Figure 2: A web-based wizard guides the user through the questionnaire

The user interface is generated by a script that parses the database and guides the user though the questionnaire tree with the help of a web-based wizard (see figure 2). This architecture has several advantages:

Figure 3: An overview page gives information about the data collection progress

Subordinate queries that refer to specific details of some legal aspects automatically can be skipped if they become superfluous. For instance, there is no need to query contractual agreements with subjects if there is no personal data contained in the corpus.
The data model provides users with the option of registering multiple corpora and running the questionnaire wizard individually. Furthermore, users can share the data they entered into the system with other registered users so that it is possible to edit the data across project locations (for example, queries can be skipped, answered later, or left to other users).
Should the structure or content of the questionnaire tree be changed, the database will be modified accordingly. If the change leads to unanswered queries, this will be indicated to the user in a status page. For this reason, every user account has an overview page that gives information about the state of progress of every registered resource (see figure 3).
The questionnaire includes queries about metadata content and standards that already have been applied to the registered corpora, so that users do not have to insert redundant information already contained in existing metadata sets.
Administrator users have unlimited access to all data in the database, so that users can be provided with support, if needed.

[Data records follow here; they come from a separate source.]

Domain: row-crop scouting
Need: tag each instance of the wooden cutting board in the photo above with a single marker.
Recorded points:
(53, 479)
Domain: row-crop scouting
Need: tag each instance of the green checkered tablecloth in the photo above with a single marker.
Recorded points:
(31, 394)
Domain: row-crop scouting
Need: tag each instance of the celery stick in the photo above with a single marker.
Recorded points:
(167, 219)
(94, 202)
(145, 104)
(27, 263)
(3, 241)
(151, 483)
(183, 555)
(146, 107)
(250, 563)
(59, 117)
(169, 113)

We are currently in the process of collecting legally relevant metadata from about 60 different research projects with the aid of the questionnaire system described in this paper. Content and structure of the concept maps is available on our project homepage at /sfb441/c2/.

References

[1]: Joe Celko. Trees and Hierarchies in SQL for Smarties. Morgan Kaufmann, San Mateo, 2004.
[2]: Timm Lehmberg and Kai Wörner. Annotation Standards. In Anke Lüdeling and Merja Kytö, editors, Corpus Linguistics, Handbücher zur Sprach- und Kommunikationswissenschaft (HSK). de Gruyter, Berlin, New York, 2007. In press.
[3]: Thomas Schmidt, Christian Chiarcos, Timm Lehmberg, Georg Rehm, Andreas Witt, and Erhard Hinrichs. Avoiding Data Graveyards: From Heterogeneous Data Collected in Multiple Research Projects to Sustainable Linguistic Resources. In Proceedings of the E-MELD 2006 Workshop on Digital Language Documentation: Tools and Standards – The State of the Art, East Lansing, Michigan, June 2006.